Amazon ECS service throttle logic

The Amazon ECS service scheduler includes logic that throttles how often service tasks are launched if they repeatedly fail to start.

If tasks for a service repeatedly fail to enter the RUNNING state (progressing directly from a PENDING to a STOPPED status), then the time between subsequent restart attempts is incrementally increased up to a maximum of 27 minutes. This maximum period is subject to change in the future. This behavior reduces the effect that failing tasks have on your Amazon ECS cluster resources or Fargate infrastructure costs. If your service initiates the throttle logic, you receive the following service event message:

(service service-name) is unable to consistently start tasks successfully.

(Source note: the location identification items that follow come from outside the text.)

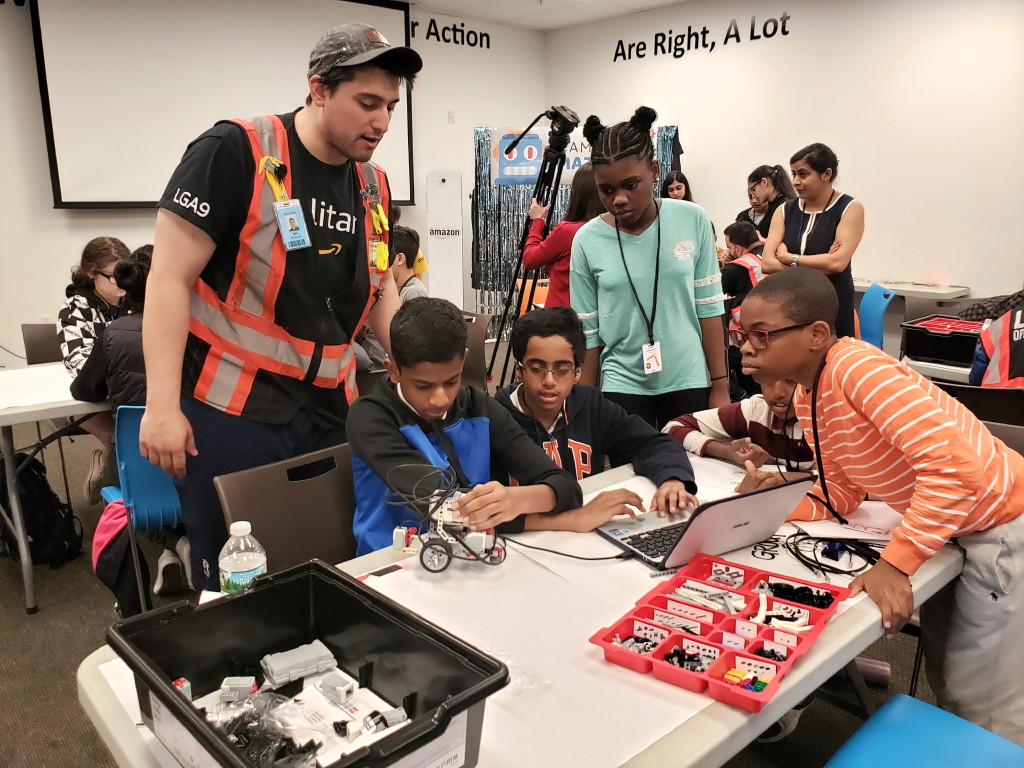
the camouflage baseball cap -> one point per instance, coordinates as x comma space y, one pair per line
356, 43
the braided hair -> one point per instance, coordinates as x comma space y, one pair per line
632, 138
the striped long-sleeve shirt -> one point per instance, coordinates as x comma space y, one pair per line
888, 431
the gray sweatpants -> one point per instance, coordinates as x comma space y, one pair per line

Amazon ECS doesn't ever stop a failing service from retrying. It also doesn't attempt to modify it in any way other than increasing the time between restarts. The service throttle logic doesn't provide any user-tunable parameters.

If you update your service to use a new task definition, your service returns to a normal, non-throttled state immediately. For more information, see Updating a service using the console.

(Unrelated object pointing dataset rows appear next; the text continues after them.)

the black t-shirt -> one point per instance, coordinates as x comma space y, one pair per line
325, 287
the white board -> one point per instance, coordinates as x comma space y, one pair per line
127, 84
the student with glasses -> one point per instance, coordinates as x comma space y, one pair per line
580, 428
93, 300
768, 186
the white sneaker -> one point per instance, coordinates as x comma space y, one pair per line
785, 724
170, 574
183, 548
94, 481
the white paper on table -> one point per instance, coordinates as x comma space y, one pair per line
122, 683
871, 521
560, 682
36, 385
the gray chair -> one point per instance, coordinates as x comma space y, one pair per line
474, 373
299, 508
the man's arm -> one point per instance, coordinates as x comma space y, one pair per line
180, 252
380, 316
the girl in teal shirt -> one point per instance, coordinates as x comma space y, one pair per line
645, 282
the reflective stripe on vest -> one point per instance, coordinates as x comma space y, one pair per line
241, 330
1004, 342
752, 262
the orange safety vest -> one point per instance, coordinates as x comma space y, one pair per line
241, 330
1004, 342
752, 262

The following are some common causes that initiate this logic. We recommend that you take manual action to address the issue:

  • A lack of resources to host your task with, such as ports, memory, or CPU units in your cluster. In this case, you also see the insufficient resource service event message.

  • The Amazon ECS container agent can't pull your task Docker image. This might be because a bad container image name, image, or tag, or a lack of private registry authentication or permissions. In this case, you also see CannotPullContainerError in your stopped task errors.

  • Insufficient disk space on your container instance to create the container. In this case, you also see CannotCreateContainerError in your stopped task errors. For more information, see CannotCreateContainerError: API error (500): devmapper.

Important

Tasks that are stopped after they reach the RUNNING state don't start the throttle logic or the associated service event message. For example, assume that failed Elastic Load Balancing health checks for a service cause a task to be flagged as unhealthy, and Amazon ECS deregisters it and stops the task. At this point, the tasks aren't throttled. Even if a task's container command immediately exits with a non-zero exit code, the task already moved to the RUNNING state. Tasks that fail immediately because command errors don't cause the throttle or the service event message.